Leaders of anti-renewal groups from North Harvard. Dorchester, East Boston, South Boston, and Charlestown described the latest battles in their fight with the Boston Redevelopment Authority and heaped vilification on renewal kingpins while the audience clapped approvingly.
Held in Mission Hill Church, the meeting was aimed at fostering closer cooperation between different anti-renewal groups in the city and developing electoral support for a slate of anti-renewal candidates endorsed jointly by neighborhood groups throughout Boston.
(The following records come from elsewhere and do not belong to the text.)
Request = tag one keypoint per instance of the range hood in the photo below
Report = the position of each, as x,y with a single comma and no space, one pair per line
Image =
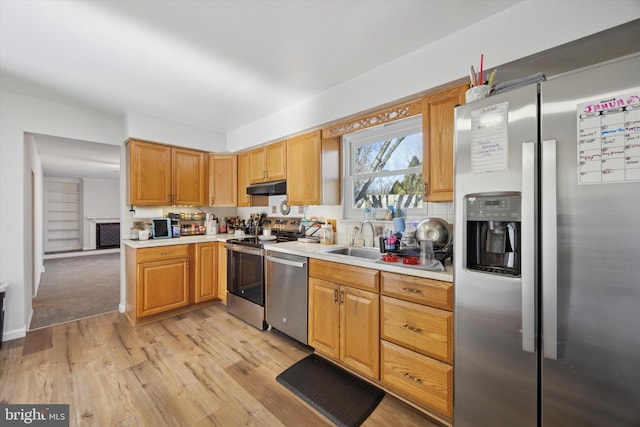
275,188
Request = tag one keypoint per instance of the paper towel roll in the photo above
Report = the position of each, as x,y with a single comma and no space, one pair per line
147,212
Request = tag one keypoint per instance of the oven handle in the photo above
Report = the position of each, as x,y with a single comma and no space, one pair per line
285,261
245,249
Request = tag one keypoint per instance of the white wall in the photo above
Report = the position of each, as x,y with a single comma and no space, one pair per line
154,129
20,114
100,199
34,207
522,30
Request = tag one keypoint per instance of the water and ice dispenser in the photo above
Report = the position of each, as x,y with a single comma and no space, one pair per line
493,223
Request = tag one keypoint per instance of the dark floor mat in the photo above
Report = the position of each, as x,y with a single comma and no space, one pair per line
341,397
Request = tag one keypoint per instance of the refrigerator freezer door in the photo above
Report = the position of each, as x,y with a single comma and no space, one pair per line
595,380
495,381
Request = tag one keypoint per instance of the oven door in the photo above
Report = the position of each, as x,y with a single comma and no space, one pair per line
245,273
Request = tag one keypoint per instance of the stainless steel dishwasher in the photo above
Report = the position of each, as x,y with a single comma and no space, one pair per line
287,290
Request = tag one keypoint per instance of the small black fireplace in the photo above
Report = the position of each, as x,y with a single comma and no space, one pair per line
108,235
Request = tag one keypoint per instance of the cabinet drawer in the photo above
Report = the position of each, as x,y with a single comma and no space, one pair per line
344,274
418,289
418,377
421,328
160,253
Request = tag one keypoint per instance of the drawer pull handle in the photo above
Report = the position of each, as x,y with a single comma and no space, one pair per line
411,328
412,378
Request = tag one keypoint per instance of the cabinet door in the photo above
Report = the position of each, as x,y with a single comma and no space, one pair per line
162,286
437,127
360,330
257,168
223,180
222,272
244,179
304,163
276,161
205,277
149,174
188,177
324,317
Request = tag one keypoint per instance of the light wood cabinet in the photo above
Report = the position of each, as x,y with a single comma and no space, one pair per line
437,125
416,339
222,272
345,274
268,163
223,180
343,320
161,175
149,173
313,170
435,293
158,280
204,279
244,179
420,378
418,327
188,177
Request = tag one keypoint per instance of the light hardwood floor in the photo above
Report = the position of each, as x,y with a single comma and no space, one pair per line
203,368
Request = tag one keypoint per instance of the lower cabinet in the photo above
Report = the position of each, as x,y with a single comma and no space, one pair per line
418,377
204,277
161,278
166,280
395,329
343,320
222,272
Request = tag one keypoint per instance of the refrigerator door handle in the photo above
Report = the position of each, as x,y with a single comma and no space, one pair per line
528,274
549,250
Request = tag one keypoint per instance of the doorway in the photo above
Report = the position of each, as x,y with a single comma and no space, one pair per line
75,280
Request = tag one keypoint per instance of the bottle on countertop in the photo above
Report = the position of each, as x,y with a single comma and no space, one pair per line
326,234
368,209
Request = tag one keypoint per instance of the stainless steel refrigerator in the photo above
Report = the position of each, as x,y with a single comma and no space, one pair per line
547,253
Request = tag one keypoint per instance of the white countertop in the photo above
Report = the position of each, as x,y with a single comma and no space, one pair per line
315,250
182,240
311,250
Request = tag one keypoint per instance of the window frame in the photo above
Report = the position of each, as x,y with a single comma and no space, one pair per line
406,126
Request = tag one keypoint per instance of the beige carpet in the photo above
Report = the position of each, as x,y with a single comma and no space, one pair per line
77,287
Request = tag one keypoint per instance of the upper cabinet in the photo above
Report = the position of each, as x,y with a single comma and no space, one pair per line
244,179
268,163
437,125
223,180
313,170
189,176
161,175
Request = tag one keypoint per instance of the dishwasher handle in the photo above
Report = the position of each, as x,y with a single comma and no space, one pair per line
286,261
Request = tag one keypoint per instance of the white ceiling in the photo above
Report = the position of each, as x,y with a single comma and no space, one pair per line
70,158
217,64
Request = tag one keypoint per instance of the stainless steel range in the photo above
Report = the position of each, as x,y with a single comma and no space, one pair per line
246,268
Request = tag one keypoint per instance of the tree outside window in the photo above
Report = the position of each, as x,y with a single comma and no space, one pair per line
385,166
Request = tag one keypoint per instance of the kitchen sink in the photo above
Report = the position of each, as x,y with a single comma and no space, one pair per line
366,253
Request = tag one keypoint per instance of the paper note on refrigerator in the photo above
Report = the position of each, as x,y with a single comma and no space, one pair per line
489,138
609,140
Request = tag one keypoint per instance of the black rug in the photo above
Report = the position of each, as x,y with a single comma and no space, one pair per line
343,398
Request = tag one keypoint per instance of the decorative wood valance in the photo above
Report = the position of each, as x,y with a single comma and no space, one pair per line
387,115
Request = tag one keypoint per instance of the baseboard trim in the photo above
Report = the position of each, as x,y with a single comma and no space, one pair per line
14,334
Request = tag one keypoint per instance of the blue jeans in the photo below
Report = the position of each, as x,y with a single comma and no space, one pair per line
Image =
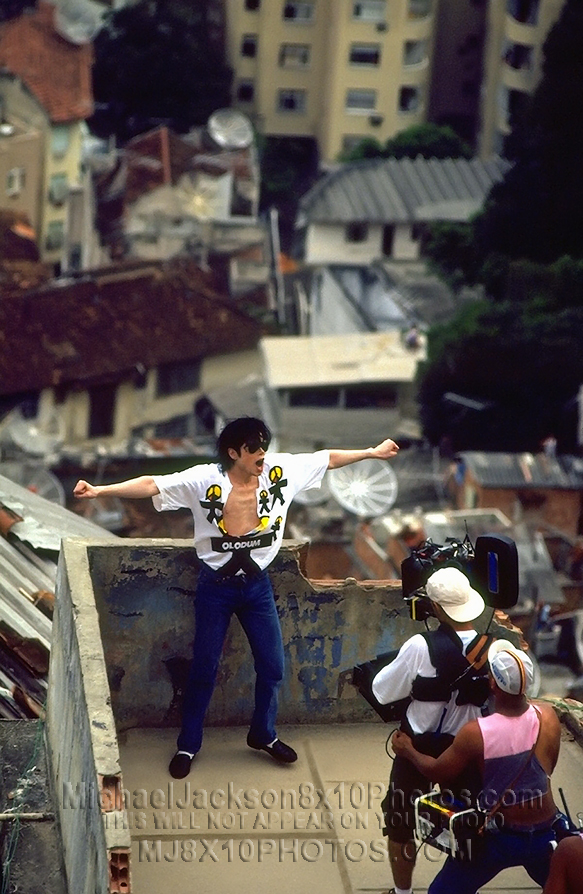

The endorsed candidates are Katherine Craven, George F. Foley, John J. Concannon, Gabriel Piemonte, and Perlie Dyar Chase.
The recurring themes of the speaker's charges were that the BRA engineered sham committees to represent neighborhood occupants, bulldozed neighborhoods that could be rehabilitated, and robbed the poor to line the pockets of the rich.
In order to foil the BRA, John Harrington, President of SHOC, Self-Help Organization Charlestown, called for a defeat of pro-renewal City Council members, and the enactment of a law that would allow a neighborhood to veto an urban renewal project.
The Rev. Vincent Kelly, pastor of Mission Hill Church, outlined the "latest encroachments by the Harvard group on our neighborhood." He was referring to a proposal to build a blood research center which would be part of a new medical complex to be built on the land the Boston Redevelopment Authority proposes to redevelop.
Harvard is only one of a group of affiliated hospitals including Peter Bent Brigham, Massachusetts Mental Health, and Beth Israel, that would benefit from the land taking, but it has been the one singled out for attacks by the Mission Hill group.